À l'entrevue, il avait droit dans une certaine mesure à l'équité procédurale. En particulier, il avait droit à ce que l'agent des visas lui fasse part de ses préoccupations au sujet de sa demande et lui donne la possibilité de les apaiser. Il importe peu que les réponses données n'aient fort probablement pas apaisé les préoccupations de l'agent des visas.

 

[62]           Les notes du STIDI mentionnent que l’agent a déclaré : [traduction] « Je vais expliquer mes préoccupations en détail et je vous donnerai ensuite la possibilité d’y répondre. » Ce n’est toutefois pas ce qui s’est passé. Comme l’indique très clairement l’affidavit de l’agent, celui-ci n’a pas expliqué en détail ses préoccupations. Il a simplement fait mention des diplômes et d’une certaine imprécision inexpliquée au sujet des emplois et de l’éducation.

 

[63]           Même en ce qui concerne les diplômes, il n’est pas possible de dire que la demanderesse a eu l’occasion de fournir des explications. Les notes du STIDI mentionnent que la demanderesse a fourni la réponse suivante :

[traduction]
Un instant, j’ai tous mes diplômes avec moi et je tiens à vous les montrer.

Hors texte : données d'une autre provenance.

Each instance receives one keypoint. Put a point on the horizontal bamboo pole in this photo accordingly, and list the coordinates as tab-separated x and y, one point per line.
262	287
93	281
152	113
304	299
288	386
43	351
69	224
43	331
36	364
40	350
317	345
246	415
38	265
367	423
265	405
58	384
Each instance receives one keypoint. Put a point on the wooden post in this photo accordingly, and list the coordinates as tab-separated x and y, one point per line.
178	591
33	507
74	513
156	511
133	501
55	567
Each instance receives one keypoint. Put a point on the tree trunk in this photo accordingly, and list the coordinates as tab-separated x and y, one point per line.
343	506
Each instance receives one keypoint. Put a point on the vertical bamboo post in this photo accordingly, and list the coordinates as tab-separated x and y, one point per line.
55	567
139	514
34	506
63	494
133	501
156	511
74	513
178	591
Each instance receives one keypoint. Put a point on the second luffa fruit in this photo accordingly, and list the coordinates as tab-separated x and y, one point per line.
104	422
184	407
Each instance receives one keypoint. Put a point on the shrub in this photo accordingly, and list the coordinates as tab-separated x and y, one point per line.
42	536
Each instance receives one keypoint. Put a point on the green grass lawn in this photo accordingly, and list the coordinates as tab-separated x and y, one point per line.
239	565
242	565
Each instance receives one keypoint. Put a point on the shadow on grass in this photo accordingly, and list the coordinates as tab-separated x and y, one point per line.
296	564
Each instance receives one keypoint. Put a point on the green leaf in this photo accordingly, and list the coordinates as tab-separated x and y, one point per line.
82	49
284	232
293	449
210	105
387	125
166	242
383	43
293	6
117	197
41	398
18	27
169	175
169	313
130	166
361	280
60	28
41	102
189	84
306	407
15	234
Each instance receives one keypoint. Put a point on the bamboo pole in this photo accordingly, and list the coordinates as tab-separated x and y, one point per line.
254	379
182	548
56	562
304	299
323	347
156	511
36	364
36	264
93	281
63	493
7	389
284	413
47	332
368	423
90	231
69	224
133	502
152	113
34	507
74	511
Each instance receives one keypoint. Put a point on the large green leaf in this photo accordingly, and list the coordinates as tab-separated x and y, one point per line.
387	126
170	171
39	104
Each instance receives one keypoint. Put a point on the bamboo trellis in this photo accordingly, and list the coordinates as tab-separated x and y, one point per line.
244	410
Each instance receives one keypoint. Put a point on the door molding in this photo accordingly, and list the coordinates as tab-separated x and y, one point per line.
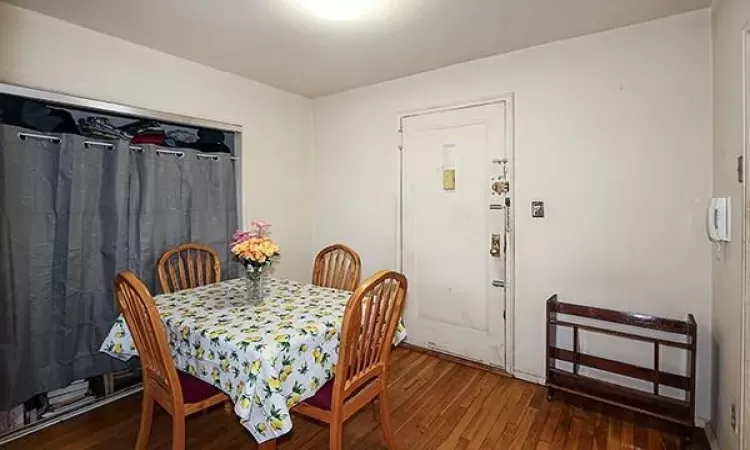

Je dois vous dire qu’avant d’obtenir mes diplômes, j’ai obtenu plusieurs prix et certificats. Mes étudiants, lorsqu’ils ont terminé leur cours, m’ont même remis des lettres d’appréciation. Si vous voulez, je peux vous montrer toutes ces lettres, je les ai ici.

 

 

[64]           La réponse de l’agent est révélatrice :

[traduction]
J’ai écouté votre réponse, mais malheureusement, l’appréciation de vos étudiants ne veut pas dire que vous avez obtenu ce diplôme ou que vous avez répondu sincèrement à toutes les questions. C’est pourquoi je vais refuser votre demande aujourd’hui.

 

 

[65]           Cette réponse démontre que l’agent pense uniquement au diplôme et à ce que l’expert d’Islamabad lui a dit. L’agent n’est pas prêt à entendre des explications. Le fait que les lettres d’appréciation d’étudiant n’auraient peut-être pas démontré l’authenticité de son diplôme n’est pas une raison pour ne pas examiner les diplômes originaux et les autres prix et certificats. Il est possible que l’original du diplôme aurait révélé quelque chose qui ne paraissait pas sur les photocopies. L’agent aurait pu demander quelle était la différence entre l’original et la copie. La demanderesse a clairement déclaré que les copies qu’avait examinées l’expert ne montraient pas clairement les tampons d’authentification qui apparaissent nettement sur les originaux, de sorte que si l’agent avait examiné les originaux, il aurait constaté que l’expert n’avait aucune raison d’estimer que les diplômes étaient faux. Cependant, maintenant, nous ne saurons jamais si l’examen de l’original aurait réglé les problèmes découlant des copies parce que l’agent a refusé de l’examiner et de demander une explication. À mon avis, cette façon de faire ne constitue pas une possibilité de répondre, même sur la question du faux diplôme. Cet élément démontre clairement que l’agent a refusé de prendre en considération des preuves extrêmement importantes sur lesquelles reposait entièrement sa constatation négative relative à la crédibilité. Cela constitue en soi une violation de l’équité procédurale qui exige que la décision soit révisée.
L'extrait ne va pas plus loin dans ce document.